Inside the surrounding game structure, the atomic element is making an image out of variously shaped wooden pieces to represent one of two things on a 'WHAT' card. The 40 wooden pieces are up to the job, with a core few used consistently while some sit out a large chunk of the game. It works well, though the 'optional' two-minute time limit should be considered mandatory. The reward for guessing right is to take the card, which has one of six letters on it, B-I-L-D-E-R. One point per card; bonus three points for completing a full set, which is when the game ends and the highest score wins.
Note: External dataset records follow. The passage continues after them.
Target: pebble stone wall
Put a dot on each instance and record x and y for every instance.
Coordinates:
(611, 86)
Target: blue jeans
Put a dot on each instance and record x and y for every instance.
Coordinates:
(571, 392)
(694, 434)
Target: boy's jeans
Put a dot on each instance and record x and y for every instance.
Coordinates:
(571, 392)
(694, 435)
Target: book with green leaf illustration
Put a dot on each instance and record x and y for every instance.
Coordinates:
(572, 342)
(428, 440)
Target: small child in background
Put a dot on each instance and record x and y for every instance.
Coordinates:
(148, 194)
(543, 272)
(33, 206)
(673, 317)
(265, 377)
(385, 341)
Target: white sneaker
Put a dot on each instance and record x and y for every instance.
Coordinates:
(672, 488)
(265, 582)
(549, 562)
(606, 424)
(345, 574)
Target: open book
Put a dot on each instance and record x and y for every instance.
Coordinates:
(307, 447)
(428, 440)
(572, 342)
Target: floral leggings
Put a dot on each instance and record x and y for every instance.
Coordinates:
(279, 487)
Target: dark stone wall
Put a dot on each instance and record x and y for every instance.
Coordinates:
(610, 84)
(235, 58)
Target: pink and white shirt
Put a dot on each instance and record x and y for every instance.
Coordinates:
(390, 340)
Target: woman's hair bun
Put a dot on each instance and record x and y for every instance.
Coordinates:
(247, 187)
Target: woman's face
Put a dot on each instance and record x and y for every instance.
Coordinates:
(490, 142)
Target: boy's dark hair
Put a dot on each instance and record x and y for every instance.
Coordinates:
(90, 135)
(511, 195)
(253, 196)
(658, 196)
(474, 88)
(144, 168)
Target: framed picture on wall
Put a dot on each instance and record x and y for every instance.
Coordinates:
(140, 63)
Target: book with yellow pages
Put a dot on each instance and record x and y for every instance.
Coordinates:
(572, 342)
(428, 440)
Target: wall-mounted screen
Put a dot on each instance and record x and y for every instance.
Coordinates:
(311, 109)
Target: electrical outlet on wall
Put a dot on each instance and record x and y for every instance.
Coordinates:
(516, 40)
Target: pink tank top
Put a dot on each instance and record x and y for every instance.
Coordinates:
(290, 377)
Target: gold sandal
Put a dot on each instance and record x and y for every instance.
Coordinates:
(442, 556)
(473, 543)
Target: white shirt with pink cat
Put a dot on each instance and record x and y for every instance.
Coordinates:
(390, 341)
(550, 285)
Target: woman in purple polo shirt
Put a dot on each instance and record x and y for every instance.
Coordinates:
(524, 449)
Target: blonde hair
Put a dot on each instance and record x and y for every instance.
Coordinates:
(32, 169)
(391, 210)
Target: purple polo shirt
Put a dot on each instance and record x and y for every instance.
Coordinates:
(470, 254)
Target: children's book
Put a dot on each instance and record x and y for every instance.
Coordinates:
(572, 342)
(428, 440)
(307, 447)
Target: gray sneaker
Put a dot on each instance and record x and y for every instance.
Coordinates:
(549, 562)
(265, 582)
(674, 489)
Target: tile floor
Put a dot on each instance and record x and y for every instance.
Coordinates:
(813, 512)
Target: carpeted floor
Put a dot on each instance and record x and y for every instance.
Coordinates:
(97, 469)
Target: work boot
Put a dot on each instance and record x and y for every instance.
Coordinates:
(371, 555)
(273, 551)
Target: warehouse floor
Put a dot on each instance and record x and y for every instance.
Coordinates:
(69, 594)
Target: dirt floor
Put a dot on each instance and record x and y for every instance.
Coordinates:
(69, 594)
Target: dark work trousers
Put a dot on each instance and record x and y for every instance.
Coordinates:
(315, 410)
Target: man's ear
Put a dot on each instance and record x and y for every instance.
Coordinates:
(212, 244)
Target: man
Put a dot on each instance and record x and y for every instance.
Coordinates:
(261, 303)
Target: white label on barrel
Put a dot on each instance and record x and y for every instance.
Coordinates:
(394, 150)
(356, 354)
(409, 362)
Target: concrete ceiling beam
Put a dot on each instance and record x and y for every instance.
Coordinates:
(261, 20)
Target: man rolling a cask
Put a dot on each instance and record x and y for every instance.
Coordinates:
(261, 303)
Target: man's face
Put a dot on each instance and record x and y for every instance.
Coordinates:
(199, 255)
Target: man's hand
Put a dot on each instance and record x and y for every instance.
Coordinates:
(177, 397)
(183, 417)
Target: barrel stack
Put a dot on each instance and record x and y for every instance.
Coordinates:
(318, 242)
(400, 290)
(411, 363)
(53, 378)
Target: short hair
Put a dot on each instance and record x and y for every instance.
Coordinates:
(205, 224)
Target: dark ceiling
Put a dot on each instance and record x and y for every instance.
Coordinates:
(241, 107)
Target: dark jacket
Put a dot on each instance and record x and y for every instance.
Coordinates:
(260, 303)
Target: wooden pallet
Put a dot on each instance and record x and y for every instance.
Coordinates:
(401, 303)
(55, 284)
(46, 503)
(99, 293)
There are also optional 'HOW' cards which give an often humorous restriction to the turn's clue-giver: these should be played with, too, when players know what's going on, otherwise the clue-giver has no in-game incentive to make their clue guessable. When successfully used, HOW cards yield extra letters or wilds. The play, as with most Charades variants, is sociable fun, riffing off others' guesses and throwing the occasional ludicrous but entertaining guess into the mix just for laughs. It ticks along at a good pace and there is great fun to be had both with creative and cack-handed construction.
Given the way in which players use blocks to represent words and phrases, and knowing the game's Belgian origins, we automatically assumed that Bilder was Dutch/Flemish for Builder. And being English, we bemoaned the 'missing U'. Bilder, however, is simply the German word for Pictures! No longer irked by the missing U in the title, some players have still been put off by the game's presentation: the pale pink box and slanted bitmap font may make Bilder stand out on the shelf but, frankly, I don't want to look at it. Ever. Also, several of the HOW cards are outright annoying, especially Challenges that come across as sops to mass market or drunken gimmickry: we have just discarded them when drawn, but they might work for the right group (in the way Cards Against Humanity does).
Longevity can be an issue with games that have finite clue cards: even Time's Up's 432 doubles-up cards become familiar if played enough. There are over 100 cards in the base box, as well as 60 harder ones in an expansion pack, but although there are two words per card, one is often markedly easier and will be chosen over the other (depending on the letter needed for scoring). The shame is that, if you like the game, you're likely to run out of new WHAT cards in not a lot of plays.
Despite these niggles, Bilder is a lot of fun: it's a good party game and light-hearted closer at game night when brains are tiring. There has been more hilarity and elation than frustration, particularly with a lightning quick deciphering of the D-Day Landings (10 seconds), a simply brilliant Abbey Road, and a frenetic last-gasp success with Pearl Harbor giving rise to handshakes all round (we're British, don't you know?)